Westboro’s Brenda Chapman launches new book

Judith van Berkom –

Westboro’s Brenda Chapman has always loved mystery stories. As a child, she read mystery classics by Enid Blyton, and in her teens, was deeply influenced by Hemingway, and Harper Lee’s To Kill a Mockingbird.

“I read to get out of doing housework,” she says with a smile. As an adult, she likes to read about police procedures – books by author Michael Connelly are among  her favourites – where the life of the police officers are developed in as much detail as the lives and actions of criminals.

The launch of Brenda Chapman’s latest book is taking place Feb. 8 at Whispers (249 Richmond Rd.). Photo by Kate Settle.
The launch of Brenda Chapman’s latest book is taking place Feb. 8 at Whispers (249 Richmond Rd.). Photo by Kate Settle.

Chapman’s lifetime interest in the mystery genre combined with an investigative mind and years of honing her writing skills, has resulted in the publication of 14 books thus far, with many more to come.

“Nothing gives me more pleasure in my professional life than writing,” she says. “I like to think of people reading what I’ve written.”

Chapman grew up in a small town in Northern Ontario, on the north shore of Lake Superior. She attended Lakehead University, majoring in English literature. In her third year she took a year-long creative writing course and started writing poetry and short stories.

In Kingston, the setting of her latest mystery novel, Butterfly Kills, Chapman attended teacher’s college. She moved to Ottawa in 1983 and taught special education for the next 15 years in a private school, working with children and adults – adults she says were often quite brilliant, but not literate. She met her husband, Ted, in Ottawa and stayed at home with her two daughters while continuing her English literature studies part-time at Carleton.

While at Carleton, the university awarded her a prize for outstanding part-time student of English. During this time, Chapman wrote humorous articles for Homebase, an Ottawa magazine for parents at home, and completed her first children’s mystery novel, Running Scared, in 2004.

She also made a dramatic change in her career in 1997, shifting from work as a teacher to writer/editor with various departments in the federal government – in communications with the Department of Justice, as a complaints and investigations officer with the Canadian Transportation Agency, and a briefing analyst and communications advisor at Health Canada. Today she continues to work full-time with the government, authoring in the evenings and on weekends.

Butterfly Kills is a work of fiction, however, in her acknowledgements, Chapman describes how her work in communications in the federal government introduced her to issues of family violence. This sparked the germ of an idea for the overarching story line.

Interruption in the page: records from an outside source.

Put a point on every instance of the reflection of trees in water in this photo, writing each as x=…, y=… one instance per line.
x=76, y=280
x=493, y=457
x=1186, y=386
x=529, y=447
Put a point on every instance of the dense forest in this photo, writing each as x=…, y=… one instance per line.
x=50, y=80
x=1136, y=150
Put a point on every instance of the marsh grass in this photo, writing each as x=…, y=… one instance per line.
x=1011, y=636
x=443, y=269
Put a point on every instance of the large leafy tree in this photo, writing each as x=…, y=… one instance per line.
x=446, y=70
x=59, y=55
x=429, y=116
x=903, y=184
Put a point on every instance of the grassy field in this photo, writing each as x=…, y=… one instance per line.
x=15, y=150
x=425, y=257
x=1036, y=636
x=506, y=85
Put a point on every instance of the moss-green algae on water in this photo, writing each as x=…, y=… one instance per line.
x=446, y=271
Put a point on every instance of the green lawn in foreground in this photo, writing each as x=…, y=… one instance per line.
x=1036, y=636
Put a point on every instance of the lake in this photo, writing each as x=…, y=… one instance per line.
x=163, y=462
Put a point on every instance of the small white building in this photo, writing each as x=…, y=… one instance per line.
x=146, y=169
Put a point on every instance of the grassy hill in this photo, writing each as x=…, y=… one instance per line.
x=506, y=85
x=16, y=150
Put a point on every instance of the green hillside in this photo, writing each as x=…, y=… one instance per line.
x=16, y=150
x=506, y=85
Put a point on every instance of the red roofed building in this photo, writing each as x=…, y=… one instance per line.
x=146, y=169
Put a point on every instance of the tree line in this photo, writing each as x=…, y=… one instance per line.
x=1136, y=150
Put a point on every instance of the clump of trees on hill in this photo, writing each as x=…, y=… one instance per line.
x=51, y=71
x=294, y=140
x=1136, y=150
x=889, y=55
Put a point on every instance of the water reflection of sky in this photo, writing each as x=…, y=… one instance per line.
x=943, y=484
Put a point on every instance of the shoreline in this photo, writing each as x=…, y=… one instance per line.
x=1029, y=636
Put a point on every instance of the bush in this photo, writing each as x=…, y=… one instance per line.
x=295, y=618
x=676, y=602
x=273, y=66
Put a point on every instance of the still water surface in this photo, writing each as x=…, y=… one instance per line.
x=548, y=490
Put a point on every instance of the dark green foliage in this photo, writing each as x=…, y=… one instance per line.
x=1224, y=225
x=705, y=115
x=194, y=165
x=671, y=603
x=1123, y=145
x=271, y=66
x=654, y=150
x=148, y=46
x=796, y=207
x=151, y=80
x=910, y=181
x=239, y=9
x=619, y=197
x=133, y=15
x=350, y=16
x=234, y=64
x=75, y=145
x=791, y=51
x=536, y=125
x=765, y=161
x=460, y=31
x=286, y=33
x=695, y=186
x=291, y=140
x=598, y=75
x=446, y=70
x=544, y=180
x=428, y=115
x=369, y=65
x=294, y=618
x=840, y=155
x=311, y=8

The second in her Stonechild and Rouleau series, Butterfly Kills is set in Kingston. The first in the series, Cold Mourning, takes place in Ottawa.

“When I was writing [Butterfly Kills] I had three plot lines going. I knew how two were going to intersect, but wasn’t sure how the third would fit it. I didn’t see the linkages.”

During the writing of Butterfly Kills, Chapman and her husband, Ted, travelled to Kingston in search of the murder scene. The murder takes place in a basement, she explains, but many of the houses in Kingston don’t have basements. “We searched until we found it,” says Chapman. “A street with old houses with basements.”

Chapman develops her mystery novels starting with the crime – and they’re usually based on a news item that sticks with her.

“Years later a story emerges,” she says. “I like to underwrite, like Hemmingway,” she adds.

Her mystery novels have quite a few characters and Chapman sees the emergence of these characters as the story evolves as part of the creative process.

Her third, forthcoming novel in the Stonechild and Rouleau series, Tumbled Graves, is expected to be on the shelf next January. Book bloggers are invited to download an advance copy on her website. Chapman is also writing a literacy series, set in Hintonburg and Westboro, which has won several awards.

Brenda Chapman’s launch of Butterfly Kills will take place Feb. 8 at Whispers (249 Richmond Rd.), from 2 p.m. to 4 p.m.